Monday, 15 December 2014

BDSMonday - Play Parties

It's BDSMonday!

Today I'm talking about play parties.

In case you don't know, a play party is a gathering of kinky people where the attendees play or watch others play, as opposed to a munch which is typically in a vanilla setting and play of any kind is a big no-no.

I'll admit to limited experience. I live in a small city, and the kinky community here is small. All of the play parties I've attended bar one were organized at least in part by me. The one I didn't help organize was very, very small, and held in someone's home. Some of what I say might not apply in all cases, so I'd love to hear from people with more experience!

First, how do you get invited to a play party? Some are completely open--anyone with the cash can buy a ticket. This is especially true of very large parties that have been running for a number of years. Smaller ones tend to be more selective, both because of size restrictions and concerns about the safety of those attending. Most of the parties I hosted were semi-private. A group of vetted people would be sent direct invites, and any remaining tickets would be sold at munches. Interested people had to attend at least one munch so we could meet them in person. We also had a list of people who were not welcome, because of past incidents or major personality conflicts with people who were attending. We also tried to mostly invite people who we knew would play, because that way it's more fun for everyone.

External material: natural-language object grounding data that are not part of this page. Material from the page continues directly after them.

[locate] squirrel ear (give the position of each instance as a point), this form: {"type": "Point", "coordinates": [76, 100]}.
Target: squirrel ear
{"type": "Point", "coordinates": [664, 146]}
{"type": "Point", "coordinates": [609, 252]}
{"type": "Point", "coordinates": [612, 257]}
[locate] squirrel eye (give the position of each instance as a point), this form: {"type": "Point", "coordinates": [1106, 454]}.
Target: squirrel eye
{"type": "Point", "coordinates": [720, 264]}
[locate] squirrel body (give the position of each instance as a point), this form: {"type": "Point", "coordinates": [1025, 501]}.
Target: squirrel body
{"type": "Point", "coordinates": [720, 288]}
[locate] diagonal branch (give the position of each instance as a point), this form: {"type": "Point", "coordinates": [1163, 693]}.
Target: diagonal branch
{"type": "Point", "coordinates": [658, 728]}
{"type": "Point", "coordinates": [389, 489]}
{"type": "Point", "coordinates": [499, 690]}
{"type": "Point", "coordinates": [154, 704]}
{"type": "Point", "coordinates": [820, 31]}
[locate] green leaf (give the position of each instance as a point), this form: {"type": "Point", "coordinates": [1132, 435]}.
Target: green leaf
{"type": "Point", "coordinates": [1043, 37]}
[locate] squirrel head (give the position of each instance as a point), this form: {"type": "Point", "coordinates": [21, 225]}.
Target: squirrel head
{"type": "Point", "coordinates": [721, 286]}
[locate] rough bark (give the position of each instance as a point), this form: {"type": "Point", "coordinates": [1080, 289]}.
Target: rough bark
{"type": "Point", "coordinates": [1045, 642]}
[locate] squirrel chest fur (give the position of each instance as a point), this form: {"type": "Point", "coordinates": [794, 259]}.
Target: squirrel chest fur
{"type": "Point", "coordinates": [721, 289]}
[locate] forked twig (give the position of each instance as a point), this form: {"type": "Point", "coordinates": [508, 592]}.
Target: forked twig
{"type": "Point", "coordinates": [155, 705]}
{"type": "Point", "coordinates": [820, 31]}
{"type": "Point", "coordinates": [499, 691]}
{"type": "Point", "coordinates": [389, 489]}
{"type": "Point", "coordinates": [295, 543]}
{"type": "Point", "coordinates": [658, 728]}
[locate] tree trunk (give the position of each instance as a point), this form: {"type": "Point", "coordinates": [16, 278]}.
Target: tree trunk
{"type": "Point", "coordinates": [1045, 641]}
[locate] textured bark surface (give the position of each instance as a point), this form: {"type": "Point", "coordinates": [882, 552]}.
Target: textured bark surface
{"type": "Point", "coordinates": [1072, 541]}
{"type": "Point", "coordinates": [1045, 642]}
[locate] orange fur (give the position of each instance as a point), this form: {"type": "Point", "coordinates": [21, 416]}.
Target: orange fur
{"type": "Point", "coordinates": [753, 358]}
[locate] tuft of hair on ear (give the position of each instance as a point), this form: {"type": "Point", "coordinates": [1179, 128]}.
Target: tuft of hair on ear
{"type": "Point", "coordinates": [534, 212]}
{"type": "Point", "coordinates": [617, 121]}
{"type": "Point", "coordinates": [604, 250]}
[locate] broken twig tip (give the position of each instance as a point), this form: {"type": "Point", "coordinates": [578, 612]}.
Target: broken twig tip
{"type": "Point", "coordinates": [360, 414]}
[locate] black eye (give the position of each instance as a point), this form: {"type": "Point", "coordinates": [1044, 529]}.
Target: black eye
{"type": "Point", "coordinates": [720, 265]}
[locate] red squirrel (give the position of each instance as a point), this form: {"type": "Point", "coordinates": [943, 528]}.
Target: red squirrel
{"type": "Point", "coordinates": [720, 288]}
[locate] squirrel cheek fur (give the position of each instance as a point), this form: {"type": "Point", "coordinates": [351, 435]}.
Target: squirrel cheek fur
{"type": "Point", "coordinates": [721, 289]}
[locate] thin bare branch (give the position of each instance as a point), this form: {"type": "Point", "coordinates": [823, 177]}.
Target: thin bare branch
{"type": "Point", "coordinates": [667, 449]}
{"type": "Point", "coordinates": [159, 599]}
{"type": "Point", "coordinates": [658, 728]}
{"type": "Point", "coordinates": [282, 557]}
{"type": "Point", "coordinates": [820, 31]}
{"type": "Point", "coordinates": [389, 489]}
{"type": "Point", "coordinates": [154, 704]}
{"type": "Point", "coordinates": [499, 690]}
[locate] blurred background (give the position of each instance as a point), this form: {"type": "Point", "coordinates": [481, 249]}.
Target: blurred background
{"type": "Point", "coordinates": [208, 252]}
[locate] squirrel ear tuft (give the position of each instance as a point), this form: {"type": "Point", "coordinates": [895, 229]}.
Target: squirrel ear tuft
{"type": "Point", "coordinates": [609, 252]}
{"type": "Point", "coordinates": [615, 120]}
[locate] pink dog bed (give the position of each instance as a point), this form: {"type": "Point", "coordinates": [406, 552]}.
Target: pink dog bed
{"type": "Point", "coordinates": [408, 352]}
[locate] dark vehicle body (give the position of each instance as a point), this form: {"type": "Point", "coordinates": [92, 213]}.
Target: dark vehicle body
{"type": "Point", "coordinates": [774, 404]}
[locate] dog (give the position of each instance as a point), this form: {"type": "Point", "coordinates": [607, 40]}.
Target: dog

It's usually okay to attend a play party and not play, but it's best to ask ahead of time. Play parties aren't public, but they aren't in the bedroom, either. Anyone playing at them has to realize that they may be watched while they play. We always left little areas where people could stand and watch play. If someone tells you they don't want to be watched, or any other request, please respect that.

Stay out of the way of play! The people involved in a scene don't want to be tripping over you or have to worry about accidentally hitting you with a riding crop. Stay out of the scene unless you're invited. Don't talk to the participants unless you've been invited to, or unless that scene is specifically stated to be a demonstration.

Another important part of play parties is DMs or dungeon monitors. The DM is there to make sure everyone is safe and happy. At our parties, people who had already played weren't allowed to DM, because that meant they were in an altered state and probably not as focused as someone who hadn't played. Not all play parties have them.

I don't remember an instance where our DMs had to intervene with a scene, but they helped clean up stations, brought water, snacks, pillows and blankets to people who'd played, and just kept an eye on everything.

If you have a question about a scene, or if it's making you uncomfortable, approach the DM. Don't try to stop the scene yourself. If you need to, leave the room. Not everyone is going to play the same way as you, but that doesn't mean they're doing it 'wrong'.

Due to hygiene/safety, you'll probably have to bring your own toys to a play party, but there will probably be different stations set up to play at. We had a spanking bench, St. Andrew's cross and massage table. If you can, it's nice to clean up the station when you're finished playing--some form of disinfectant should be provided. Sometimes you or your play partner are too out of it to clean up. That's okay, just let someone know.

And a quick note, as someone who hosted parties: getting there early to help to set up, and staying late to help take down everything is a super awesome thing to do if you're able! Putting on play parties is a lot of work, and chances are your help will be appreciated.

Thank your hosts for putting on the party. Don't constantly pester them about when the next party is going to be, because eventually the answer is going to be, "Whenever you put one on." Play parties should be fun for everyone, and that includes the hosts!